In OpenShift, part of deploying a pod is deciding where to schedule the pod. Pod scheduling is handled by
the openshift-kube-scheduler pods running on each controller node. By default, any workload can be placed on
any worker node. However, administrators may want to control pod placement.
There are three common techniques to solve this problem: node affinity, pod affinity, and pod anti-affinity.
OpenShift Pod Placement Techniques
Technique | Description |
---|---|
Node Affinity | Schedule pods where the node matches specific labels. |
Pod Affinity | Schedule pods on nodes where matching pod labels already exist. |
Pod Anti-Affinity | Avoid scheduling pods where matching pod labels already exist. |
This article will cover pod anti-affinity, which is the practice of scheduling pods while avoiding other
pods based on labels.

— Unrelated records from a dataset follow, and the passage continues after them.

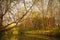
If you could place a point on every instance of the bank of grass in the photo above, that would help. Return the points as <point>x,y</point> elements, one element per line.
<point>53,33</point>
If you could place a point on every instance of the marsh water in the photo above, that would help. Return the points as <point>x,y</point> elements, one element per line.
<point>30,37</point>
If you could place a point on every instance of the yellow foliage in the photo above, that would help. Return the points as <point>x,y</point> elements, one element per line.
<point>12,25</point>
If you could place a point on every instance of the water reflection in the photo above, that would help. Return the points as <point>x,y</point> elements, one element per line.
<point>35,37</point>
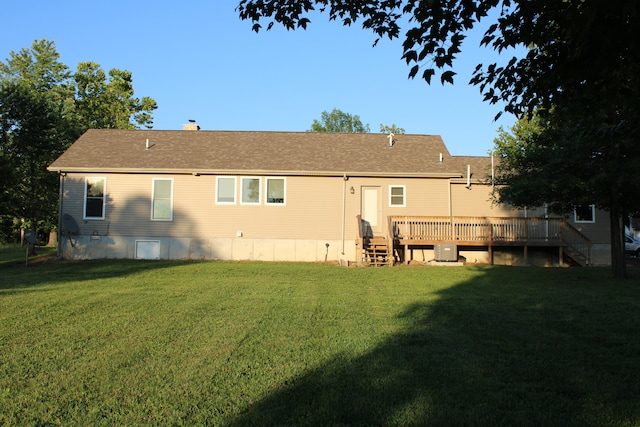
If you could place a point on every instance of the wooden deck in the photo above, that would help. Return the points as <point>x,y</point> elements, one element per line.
<point>408,232</point>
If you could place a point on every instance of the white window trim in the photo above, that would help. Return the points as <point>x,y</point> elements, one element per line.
<point>581,221</point>
<point>235,191</point>
<point>266,188</point>
<point>153,189</point>
<point>104,199</point>
<point>242,190</point>
<point>404,196</point>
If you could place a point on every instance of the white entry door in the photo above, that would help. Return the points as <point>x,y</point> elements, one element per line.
<point>371,210</point>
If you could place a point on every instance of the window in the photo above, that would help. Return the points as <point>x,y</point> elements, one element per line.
<point>94,192</point>
<point>250,191</point>
<point>226,190</point>
<point>276,189</point>
<point>584,213</point>
<point>162,199</point>
<point>397,196</point>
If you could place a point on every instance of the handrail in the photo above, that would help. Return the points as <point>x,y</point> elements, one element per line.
<point>490,229</point>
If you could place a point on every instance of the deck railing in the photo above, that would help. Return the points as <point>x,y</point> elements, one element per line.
<point>490,230</point>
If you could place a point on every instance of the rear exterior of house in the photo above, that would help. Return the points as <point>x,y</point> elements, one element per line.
<point>268,196</point>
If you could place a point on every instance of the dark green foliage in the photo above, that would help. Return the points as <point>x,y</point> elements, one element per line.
<point>44,107</point>
<point>338,121</point>
<point>581,73</point>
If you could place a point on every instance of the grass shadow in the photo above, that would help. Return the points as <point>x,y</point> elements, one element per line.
<point>487,352</point>
<point>64,272</point>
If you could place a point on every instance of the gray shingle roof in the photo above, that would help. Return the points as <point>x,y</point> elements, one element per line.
<point>247,152</point>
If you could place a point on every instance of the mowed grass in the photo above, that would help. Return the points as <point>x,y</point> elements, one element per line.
<point>233,343</point>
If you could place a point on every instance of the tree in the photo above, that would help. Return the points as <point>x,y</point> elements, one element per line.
<point>108,103</point>
<point>581,73</point>
<point>44,107</point>
<point>338,121</point>
<point>391,129</point>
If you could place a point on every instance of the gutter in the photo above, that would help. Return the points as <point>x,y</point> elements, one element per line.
<point>194,171</point>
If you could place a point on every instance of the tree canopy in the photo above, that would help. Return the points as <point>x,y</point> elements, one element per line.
<point>580,74</point>
<point>44,107</point>
<point>339,121</point>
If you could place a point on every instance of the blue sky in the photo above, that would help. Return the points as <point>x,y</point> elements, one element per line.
<point>199,61</point>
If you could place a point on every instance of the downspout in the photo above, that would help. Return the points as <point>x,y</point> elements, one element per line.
<point>60,196</point>
<point>345,178</point>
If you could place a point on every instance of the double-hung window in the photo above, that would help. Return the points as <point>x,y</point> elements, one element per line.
<point>94,198</point>
<point>226,190</point>
<point>276,190</point>
<point>250,191</point>
<point>397,196</point>
<point>162,199</point>
<point>584,214</point>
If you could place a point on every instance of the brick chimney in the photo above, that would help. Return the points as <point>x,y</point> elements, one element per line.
<point>192,125</point>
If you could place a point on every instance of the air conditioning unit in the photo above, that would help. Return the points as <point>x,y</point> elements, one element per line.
<point>446,252</point>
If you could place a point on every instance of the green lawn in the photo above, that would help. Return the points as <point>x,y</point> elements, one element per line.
<point>233,343</point>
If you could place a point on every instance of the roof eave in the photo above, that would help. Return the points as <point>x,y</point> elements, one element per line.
<point>196,171</point>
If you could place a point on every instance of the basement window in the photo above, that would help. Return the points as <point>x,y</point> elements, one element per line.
<point>94,197</point>
<point>584,214</point>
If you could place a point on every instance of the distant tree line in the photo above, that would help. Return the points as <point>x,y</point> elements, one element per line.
<point>44,107</point>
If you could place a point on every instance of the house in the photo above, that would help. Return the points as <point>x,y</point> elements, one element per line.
<point>296,196</point>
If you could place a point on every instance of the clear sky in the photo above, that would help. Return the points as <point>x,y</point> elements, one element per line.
<point>199,61</point>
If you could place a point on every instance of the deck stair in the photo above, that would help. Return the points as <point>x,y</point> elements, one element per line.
<point>377,251</point>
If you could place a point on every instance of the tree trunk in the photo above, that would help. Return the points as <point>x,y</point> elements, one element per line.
<point>618,262</point>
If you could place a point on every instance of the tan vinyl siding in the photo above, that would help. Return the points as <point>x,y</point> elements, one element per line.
<point>598,231</point>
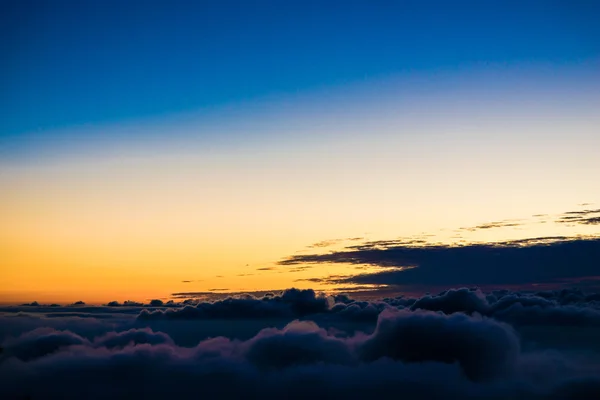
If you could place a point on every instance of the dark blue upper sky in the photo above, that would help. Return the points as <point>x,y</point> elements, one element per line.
<point>74,62</point>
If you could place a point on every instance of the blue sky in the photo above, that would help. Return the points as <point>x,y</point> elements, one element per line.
<point>70,63</point>
<point>208,141</point>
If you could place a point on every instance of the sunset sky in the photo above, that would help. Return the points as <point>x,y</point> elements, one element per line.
<point>147,151</point>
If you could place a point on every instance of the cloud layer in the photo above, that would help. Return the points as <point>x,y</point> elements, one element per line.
<point>534,261</point>
<point>460,343</point>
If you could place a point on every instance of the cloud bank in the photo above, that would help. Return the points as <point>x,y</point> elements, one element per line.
<point>459,343</point>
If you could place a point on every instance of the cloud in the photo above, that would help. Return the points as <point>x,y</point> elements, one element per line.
<point>412,354</point>
<point>530,261</point>
<point>586,217</point>
<point>290,303</point>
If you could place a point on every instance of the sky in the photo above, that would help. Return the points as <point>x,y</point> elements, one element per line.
<point>153,148</point>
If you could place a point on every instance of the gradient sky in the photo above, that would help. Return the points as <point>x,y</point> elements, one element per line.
<point>143,144</point>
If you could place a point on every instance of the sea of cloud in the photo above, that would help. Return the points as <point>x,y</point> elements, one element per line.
<point>460,343</point>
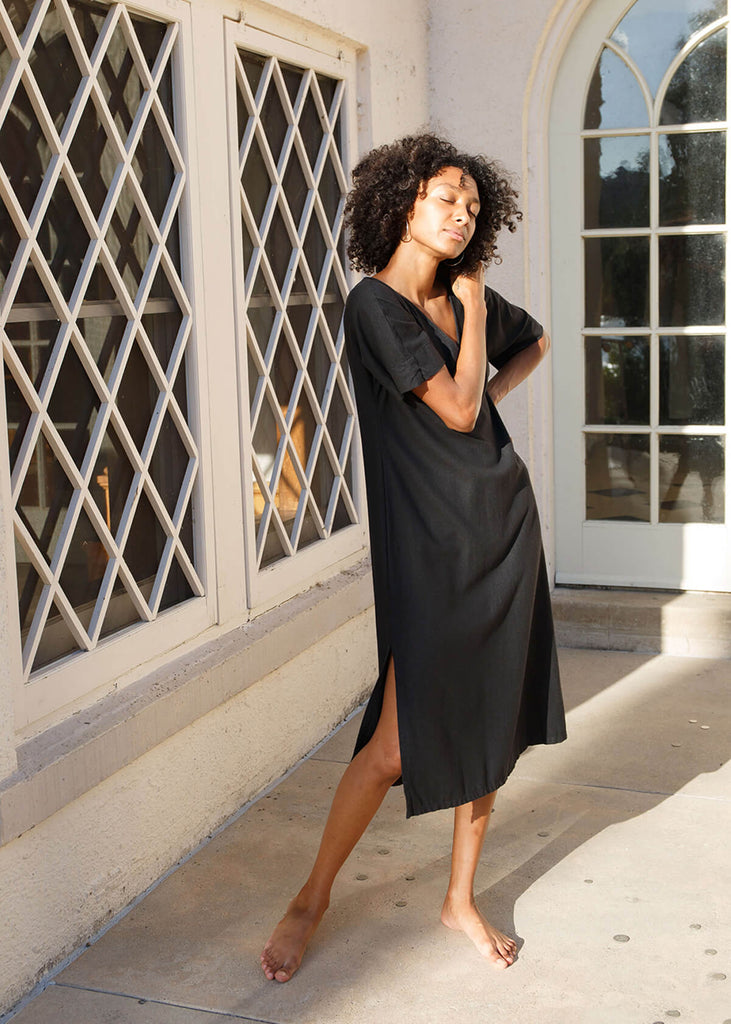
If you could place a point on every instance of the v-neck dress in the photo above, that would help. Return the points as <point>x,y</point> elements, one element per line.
<point>461,592</point>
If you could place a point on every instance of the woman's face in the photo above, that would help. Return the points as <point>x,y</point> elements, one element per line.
<point>443,217</point>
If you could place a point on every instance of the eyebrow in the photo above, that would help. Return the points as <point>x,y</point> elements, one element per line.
<point>462,187</point>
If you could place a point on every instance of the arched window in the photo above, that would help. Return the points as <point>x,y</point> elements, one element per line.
<point>653,171</point>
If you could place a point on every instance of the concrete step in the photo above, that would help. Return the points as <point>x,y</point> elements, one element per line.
<point>690,624</point>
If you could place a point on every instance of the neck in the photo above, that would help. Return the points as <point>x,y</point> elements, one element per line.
<point>413,272</point>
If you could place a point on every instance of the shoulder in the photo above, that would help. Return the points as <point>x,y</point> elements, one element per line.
<point>370,291</point>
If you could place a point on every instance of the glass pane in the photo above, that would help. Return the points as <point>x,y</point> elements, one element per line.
<point>616,181</point>
<point>112,480</point>
<point>692,478</point>
<point>697,91</point>
<point>321,484</point>
<point>144,545</point>
<point>318,366</point>
<point>692,280</point>
<point>330,190</point>
<point>692,178</point>
<point>253,67</point>
<point>63,239</point>
<point>301,433</point>
<point>614,98</point>
<point>295,186</point>
<point>278,248</point>
<point>618,476</point>
<point>47,491</point>
<point>128,241</point>
<point>617,380</point>
<point>302,317</point>
<point>692,377</point>
<point>284,372</point>
<point>617,278</point>
<point>273,548</point>
<point>24,152</point>
<point>310,129</point>
<point>314,249</point>
<point>652,32</point>
<point>256,181</point>
<point>56,640</point>
<point>273,120</point>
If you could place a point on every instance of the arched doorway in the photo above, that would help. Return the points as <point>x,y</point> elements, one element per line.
<point>639,176</point>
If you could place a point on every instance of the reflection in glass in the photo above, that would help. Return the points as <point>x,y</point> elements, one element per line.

We will review the most common anti-affinity OpenShift use cases and the pod specs
required to configure pod anti-affinity. We will also review what happens when a pod fails to schedule
because of pod anti-affinity rules.
Before discussing how to configure pod anti-affinity, let us discuss why you might want such specific
control over pod scheduling. While specific requirements vary depending on infrastructure, available
resources, and workload needs, the two most common anti-affinity OpenShift use cases are high availability
and pod pairing.
Anti-affinity OpenShift Use Cases
Use Case | Description |
---|---|
High Availability | Ensure multiple pods are not running on the same node. |
Pod Pairing | In some cases, pod anti-affinity rules can be combined with pod-affinity rules to pair specific sets of pods together and still distribute them across the cluster. |
Pods may need to be on different nodes to ensure high availability for databases or caching applications. In
these cases, the anti-affinity rules would be configured to avoid pods where the application is already
running. One example is configuring one elastic search pod per OpenShift cluster node. Another example is
Percona including anti-affinity in its operator.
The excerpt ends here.